Up 11, 6-foot-8 wing Drew Peterson hit a 3-pointer, and after Gabe Madsen hit one of his own, Peterson came back with one more triple to extend the Trojans back to a 14-point lead, 73-59, with 2:56 left.

Peterson finished with 23 points on 9-for-10 shooting, including 5-for-5 from 3-point range.

“That guy, he does everything,” Smith said. “He can guard anybody, he can play point guard, they can be small with him at the 4, and then he’s kind of a triple-double guy at the wing. I’m not saying he’s Scottie Pippen, but he has that kind of game.”

In a game between teams wanting to play in the halfcourt, USC did that better for most of the first half. Defensively, the Trojans, one of the biggest, longest teams in the nation, used those attributes to disrupt passing lanes and alter shots. At one point, the Utes went 4:54 without a point, shooting just 5 for 20 from the floor at the 5:48 mark of the first half.

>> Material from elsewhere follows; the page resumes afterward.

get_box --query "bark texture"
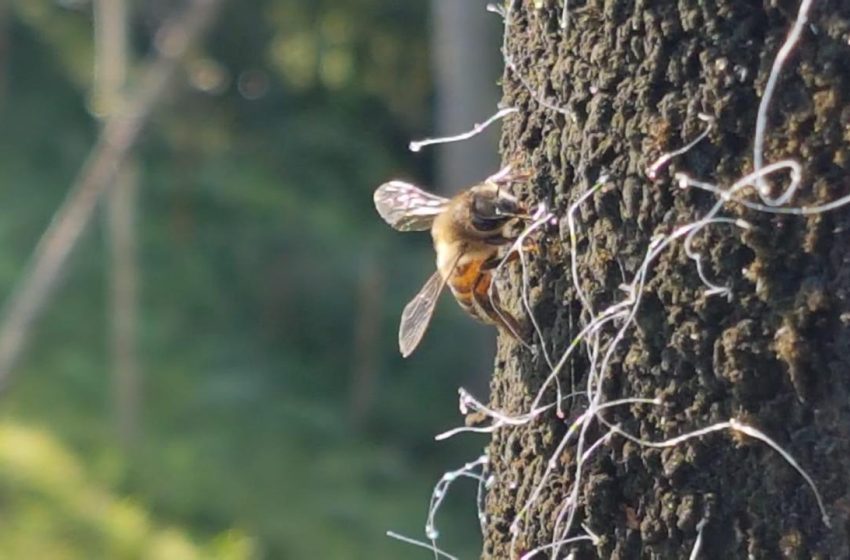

On the other end, Utah was defending at a sufficient level, but USC began leaning on the Utes. When Peterson knocked down a 3-pointer from the left baseline, it gave the Trojans their largest lead of the afternoon to that point, 29-14, with 5:36 before halftime. Utah, though, hung tough.

The sharpshooting Madsen looked the part, scoring all 11 of his first-half points across the final 5:03 of the half.

A one-dribble pull-up jumper from just outside the lane brought the Utes to within eight with 1:36 before halftime. After the teams traded misses, Madsen’s third triple of the half, this one from the left wing, sent the Utes to the halftime locker room trailing, 35-30.

Madsen finished with a career-high 20 points on 6 for 12 from the floor and 5 for 11 from deep.